The 6th U.S. Circuit Court of Appeals has ruled in favor of a Christian graduate student expelled from Eastern Michigan University’s counseling program after refusing to provide services to a gay client.
In 2009, EMU student Julea Ward was assigned a client seeking help with a homosexual relationship.
Believing that taking on such a case would violate her Christian convictions, Ward asked the clinic to reassign the client to another counselor — a move in keeping with the school’s counseling code of ethics.
“I explained that I was a Christian and that I could not [endorse] homosexual behavior,” Ward said.
Following a formal review hearing, EMU sent Ward a letter dismissing her from the school’s graduate program.
“Rather than allow Julea to refer a potential client to another qualified counselor — a common, professional practice to best serve clients — EMU attacked and questioned Julea’s religious beliefs and ultimately expelled her from the program because of them,” said Alliance Defense Fund Legal Counsel Jeremy Tedesco, who argued Ward’s case last October.
Click here to read Ward’s complaint against EMU.
The 6th Circuit sided with Ward in a sternly-worded decision being hailed by Christian groups as a victory for free speech and religious freedom.
“A reasonable jury could conclude that Ward’s professors ejected her from the counseling program because of hostility toward her speech and faith,” the appellate court wrote in its opinion Friday.
“A university cannot compel a student to alter or violate her belief systems… as the price for obtaining a degree,” the 6th Circuit wrote. “Tolerance is a two-way street.”

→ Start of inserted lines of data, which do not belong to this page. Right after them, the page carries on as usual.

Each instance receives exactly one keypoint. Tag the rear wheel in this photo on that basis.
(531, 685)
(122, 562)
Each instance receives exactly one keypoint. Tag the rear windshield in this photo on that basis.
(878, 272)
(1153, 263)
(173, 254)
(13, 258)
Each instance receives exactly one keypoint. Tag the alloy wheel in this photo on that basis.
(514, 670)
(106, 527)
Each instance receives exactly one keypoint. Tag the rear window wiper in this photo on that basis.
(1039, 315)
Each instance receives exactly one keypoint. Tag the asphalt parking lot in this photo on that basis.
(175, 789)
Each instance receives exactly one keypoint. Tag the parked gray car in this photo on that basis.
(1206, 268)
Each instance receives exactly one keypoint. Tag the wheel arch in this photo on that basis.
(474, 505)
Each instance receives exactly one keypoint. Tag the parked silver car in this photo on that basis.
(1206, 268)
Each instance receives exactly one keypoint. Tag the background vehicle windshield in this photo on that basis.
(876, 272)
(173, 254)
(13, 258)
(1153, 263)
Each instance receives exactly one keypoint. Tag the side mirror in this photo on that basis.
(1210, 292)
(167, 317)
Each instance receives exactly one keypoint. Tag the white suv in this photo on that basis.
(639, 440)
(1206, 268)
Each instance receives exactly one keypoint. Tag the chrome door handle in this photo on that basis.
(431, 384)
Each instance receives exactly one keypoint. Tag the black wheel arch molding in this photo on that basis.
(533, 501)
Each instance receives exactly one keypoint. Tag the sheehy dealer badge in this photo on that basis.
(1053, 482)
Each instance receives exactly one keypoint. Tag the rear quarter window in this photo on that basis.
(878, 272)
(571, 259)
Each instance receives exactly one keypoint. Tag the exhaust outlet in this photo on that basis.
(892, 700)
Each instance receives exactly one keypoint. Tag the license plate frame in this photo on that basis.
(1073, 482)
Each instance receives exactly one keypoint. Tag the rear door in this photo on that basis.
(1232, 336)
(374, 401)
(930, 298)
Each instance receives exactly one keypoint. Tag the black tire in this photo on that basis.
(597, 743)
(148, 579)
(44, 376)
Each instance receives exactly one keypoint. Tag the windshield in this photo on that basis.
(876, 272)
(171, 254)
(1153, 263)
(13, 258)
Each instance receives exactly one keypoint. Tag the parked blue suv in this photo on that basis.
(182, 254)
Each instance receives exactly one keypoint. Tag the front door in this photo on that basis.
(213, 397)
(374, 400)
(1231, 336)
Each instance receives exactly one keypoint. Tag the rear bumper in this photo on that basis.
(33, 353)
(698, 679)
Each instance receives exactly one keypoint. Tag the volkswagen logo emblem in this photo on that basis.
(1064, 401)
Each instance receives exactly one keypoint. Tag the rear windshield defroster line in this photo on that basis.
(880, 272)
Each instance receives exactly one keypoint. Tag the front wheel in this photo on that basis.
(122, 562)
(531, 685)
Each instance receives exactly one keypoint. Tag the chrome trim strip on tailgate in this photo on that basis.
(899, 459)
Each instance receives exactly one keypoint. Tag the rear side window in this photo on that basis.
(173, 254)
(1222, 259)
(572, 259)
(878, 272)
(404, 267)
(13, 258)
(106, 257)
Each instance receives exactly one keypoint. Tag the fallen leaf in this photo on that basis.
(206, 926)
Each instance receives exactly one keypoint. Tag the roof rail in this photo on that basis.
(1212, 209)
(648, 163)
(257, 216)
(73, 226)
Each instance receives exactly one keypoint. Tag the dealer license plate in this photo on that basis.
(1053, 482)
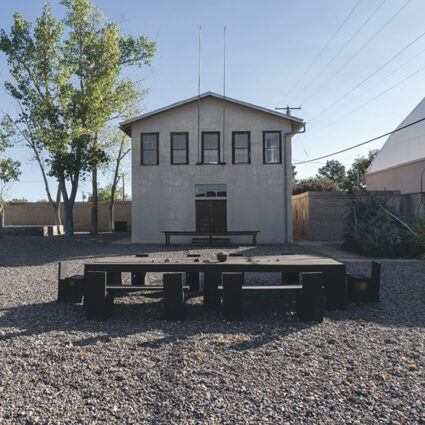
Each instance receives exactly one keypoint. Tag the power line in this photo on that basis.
(367, 78)
(363, 143)
(375, 97)
(339, 51)
(358, 51)
(322, 50)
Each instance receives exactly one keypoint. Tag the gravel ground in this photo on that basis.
(361, 366)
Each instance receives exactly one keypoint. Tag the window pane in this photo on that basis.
(149, 141)
(241, 141)
(179, 141)
(211, 156)
(179, 157)
(200, 190)
(149, 157)
(272, 140)
(272, 156)
(241, 156)
(221, 189)
(210, 141)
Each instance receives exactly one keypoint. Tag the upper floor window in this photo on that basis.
(211, 190)
(149, 149)
(179, 148)
(241, 147)
(210, 147)
(272, 147)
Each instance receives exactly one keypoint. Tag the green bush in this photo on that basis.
(371, 231)
(314, 185)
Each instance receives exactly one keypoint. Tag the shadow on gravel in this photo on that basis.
(267, 320)
(19, 251)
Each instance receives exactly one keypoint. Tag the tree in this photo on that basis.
(66, 78)
(105, 194)
(314, 184)
(350, 183)
(97, 52)
(9, 171)
(334, 171)
(294, 175)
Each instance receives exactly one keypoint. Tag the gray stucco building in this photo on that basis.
(211, 164)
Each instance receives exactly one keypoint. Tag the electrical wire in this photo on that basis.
(369, 101)
(322, 50)
(358, 51)
(367, 78)
(339, 51)
(363, 143)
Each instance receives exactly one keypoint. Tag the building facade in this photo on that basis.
(187, 176)
(400, 164)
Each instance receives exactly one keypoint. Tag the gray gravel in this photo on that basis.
(361, 366)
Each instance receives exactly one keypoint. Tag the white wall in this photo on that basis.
(164, 196)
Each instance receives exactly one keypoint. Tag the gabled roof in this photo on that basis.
(405, 146)
(125, 124)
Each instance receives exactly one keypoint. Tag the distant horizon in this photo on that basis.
(350, 70)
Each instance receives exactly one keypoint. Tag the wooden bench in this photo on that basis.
(211, 235)
(309, 295)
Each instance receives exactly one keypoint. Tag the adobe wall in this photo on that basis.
(321, 215)
(39, 213)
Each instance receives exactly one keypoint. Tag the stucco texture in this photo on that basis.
(164, 195)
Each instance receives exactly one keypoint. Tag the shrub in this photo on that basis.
(371, 231)
(314, 185)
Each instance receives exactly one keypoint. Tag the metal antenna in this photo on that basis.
(199, 98)
(288, 109)
(224, 93)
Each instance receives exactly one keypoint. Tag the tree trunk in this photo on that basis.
(69, 218)
(93, 224)
(112, 215)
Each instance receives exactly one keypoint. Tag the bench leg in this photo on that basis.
(70, 289)
(138, 278)
(290, 278)
(310, 298)
(98, 302)
(211, 292)
(232, 296)
(336, 288)
(193, 281)
(173, 296)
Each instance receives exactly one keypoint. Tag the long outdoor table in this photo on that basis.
(333, 271)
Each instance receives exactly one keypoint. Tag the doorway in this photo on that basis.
(211, 215)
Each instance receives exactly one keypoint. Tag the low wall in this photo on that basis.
(320, 216)
(41, 213)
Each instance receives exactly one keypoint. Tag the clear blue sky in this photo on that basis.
(270, 45)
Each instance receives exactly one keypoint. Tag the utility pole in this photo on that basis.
(288, 109)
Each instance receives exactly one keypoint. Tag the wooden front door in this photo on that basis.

The court did not mince words in the ruling:
Here too, what did Ward do wrong? Ward was willing to work with all clients and to respect the school’s affirmation directives in doing so. That is why she asked to refer gay and lesbian clients (and some heterosexual clients) if the conversation required her to affirm their sexual practices. What more could the rule require? Surely, for example, the ban on discrimination against clients based on their religion (1) does not require a Muslim counselor to tell a Jewish client that his religious beliefs are correct if the conversation takes a turn in that direction and (2) does not require an atheist counselor to tell a person of faith that there is a God if the client is wrestling with faithbased issues. Tolerance is a two-way street. Otherwise, the rule mandates orthodoxy, not anti-discrimination.